Андрей прервал молчание:

– Повторов с древних икон не сотворяю. Почитаю за грех неумелостью осквернять вдохновенность их первых, неведомых ныне, сотворителей.

– Вон как? Неумелостью заслоняешься? А я иное разумею. Не тебе говорить о неумелости после обучения у Феофана Грека. Заносишься мирской горделивостью.
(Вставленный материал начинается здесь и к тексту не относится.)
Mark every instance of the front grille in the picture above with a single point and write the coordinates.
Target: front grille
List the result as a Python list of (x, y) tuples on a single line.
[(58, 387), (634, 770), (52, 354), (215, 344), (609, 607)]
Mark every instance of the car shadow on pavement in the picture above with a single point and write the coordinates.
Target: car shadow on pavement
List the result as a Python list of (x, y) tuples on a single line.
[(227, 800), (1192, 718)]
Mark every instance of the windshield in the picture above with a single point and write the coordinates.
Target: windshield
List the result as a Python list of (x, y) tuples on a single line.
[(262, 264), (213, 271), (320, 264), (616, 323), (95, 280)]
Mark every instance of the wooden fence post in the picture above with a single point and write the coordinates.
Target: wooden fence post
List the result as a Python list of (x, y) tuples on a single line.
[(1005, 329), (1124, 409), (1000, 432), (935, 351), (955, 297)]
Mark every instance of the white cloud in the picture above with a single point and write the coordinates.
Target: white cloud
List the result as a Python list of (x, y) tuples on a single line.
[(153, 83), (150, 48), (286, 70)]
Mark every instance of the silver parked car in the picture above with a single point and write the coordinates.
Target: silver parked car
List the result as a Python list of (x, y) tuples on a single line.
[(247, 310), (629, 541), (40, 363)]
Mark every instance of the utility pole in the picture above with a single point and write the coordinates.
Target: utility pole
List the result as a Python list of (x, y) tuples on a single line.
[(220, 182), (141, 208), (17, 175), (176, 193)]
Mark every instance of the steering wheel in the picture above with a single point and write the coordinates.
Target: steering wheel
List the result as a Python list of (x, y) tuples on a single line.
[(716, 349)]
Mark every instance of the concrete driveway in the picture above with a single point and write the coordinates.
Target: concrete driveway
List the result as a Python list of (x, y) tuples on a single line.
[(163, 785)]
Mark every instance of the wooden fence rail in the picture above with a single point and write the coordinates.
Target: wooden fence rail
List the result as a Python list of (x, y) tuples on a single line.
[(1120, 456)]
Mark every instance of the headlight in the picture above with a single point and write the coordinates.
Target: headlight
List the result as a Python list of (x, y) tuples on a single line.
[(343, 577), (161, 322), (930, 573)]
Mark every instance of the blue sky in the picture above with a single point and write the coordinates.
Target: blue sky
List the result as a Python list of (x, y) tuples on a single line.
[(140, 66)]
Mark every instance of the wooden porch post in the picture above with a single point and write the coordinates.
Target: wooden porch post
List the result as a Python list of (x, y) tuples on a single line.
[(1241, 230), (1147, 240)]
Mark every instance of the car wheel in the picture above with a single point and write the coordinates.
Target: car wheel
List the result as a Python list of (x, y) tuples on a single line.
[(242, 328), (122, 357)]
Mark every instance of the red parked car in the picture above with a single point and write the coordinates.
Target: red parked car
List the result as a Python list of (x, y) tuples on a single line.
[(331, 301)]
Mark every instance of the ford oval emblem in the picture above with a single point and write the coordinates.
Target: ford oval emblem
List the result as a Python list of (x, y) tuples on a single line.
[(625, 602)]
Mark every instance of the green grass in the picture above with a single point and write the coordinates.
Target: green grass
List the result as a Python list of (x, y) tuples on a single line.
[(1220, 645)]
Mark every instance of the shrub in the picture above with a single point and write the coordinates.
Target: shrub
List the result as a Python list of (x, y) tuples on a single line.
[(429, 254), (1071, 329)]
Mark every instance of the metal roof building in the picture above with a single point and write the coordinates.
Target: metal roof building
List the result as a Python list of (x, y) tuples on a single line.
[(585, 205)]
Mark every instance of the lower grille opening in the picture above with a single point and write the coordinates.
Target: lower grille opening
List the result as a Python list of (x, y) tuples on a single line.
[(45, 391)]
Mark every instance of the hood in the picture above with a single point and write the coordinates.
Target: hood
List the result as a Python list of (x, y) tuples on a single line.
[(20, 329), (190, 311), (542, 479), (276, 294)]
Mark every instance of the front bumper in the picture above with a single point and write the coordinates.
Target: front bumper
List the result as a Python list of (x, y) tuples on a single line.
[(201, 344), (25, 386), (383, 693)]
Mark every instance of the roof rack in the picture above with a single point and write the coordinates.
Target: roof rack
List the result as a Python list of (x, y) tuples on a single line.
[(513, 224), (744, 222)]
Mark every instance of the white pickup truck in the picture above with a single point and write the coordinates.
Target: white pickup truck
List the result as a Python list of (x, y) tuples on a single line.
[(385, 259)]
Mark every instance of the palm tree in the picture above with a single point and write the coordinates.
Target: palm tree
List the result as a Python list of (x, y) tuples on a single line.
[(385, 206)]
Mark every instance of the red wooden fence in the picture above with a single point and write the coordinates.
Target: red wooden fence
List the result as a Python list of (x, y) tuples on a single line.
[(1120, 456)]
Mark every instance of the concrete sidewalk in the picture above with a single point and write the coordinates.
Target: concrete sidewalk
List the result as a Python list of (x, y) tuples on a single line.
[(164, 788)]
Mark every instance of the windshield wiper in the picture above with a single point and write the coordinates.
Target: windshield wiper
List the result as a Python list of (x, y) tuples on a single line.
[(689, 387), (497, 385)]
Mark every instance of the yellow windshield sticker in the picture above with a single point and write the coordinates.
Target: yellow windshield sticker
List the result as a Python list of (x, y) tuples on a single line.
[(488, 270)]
– Первым учителем почитаю отца Паисия, к коему пришел, благословленный на подвиг служению Церкви святителем нашим, отцом Сергием.

– Не о том речь. Хочу понять, пошто нанес обиду боярину.

– Я обещал ему написать желанную икону, но не с византийской древности.

– Говорю тебе мое слово. Отказ твой не приемлю. Искупая свою вину перед обиженным, немедля приступи к написанию надобной ему иконы.

– Не стану писать.

– Осмелишься ослушаться моего слова? Не позволю тебе пребывать ослушником воли богомольца.

– Ослушаюсь.

– Тогда… – Никон замолчал, увидев в дверях игумена Сергия.

– Что тогда? Досказывай! – спросил Сергий.

Андрей, обернувшись, смотрел на игумена, лицо которого залила бледность. – Даниил нынче поведал мне, Андрей, о твоем отказе писать повтор. Волен иметь суждение о повторах с древних икон. Ступай с Богом.

Андрей ушел. Сергий стоял, отогревая дыханием руки, и тихо сказал, взглядом указав на ладони:

– Разом стали стынуть от твоей душевной студености, Никон…

5

Лето стояло жаркое, но урожайное на хлеба, овсы и травы. От частых гроз на Московской земле загорались лесные пожары. Окрест Троицкого монастыря стелился дым над радонежскими лесами, а по ночам небо было в отсветах огненного зарева.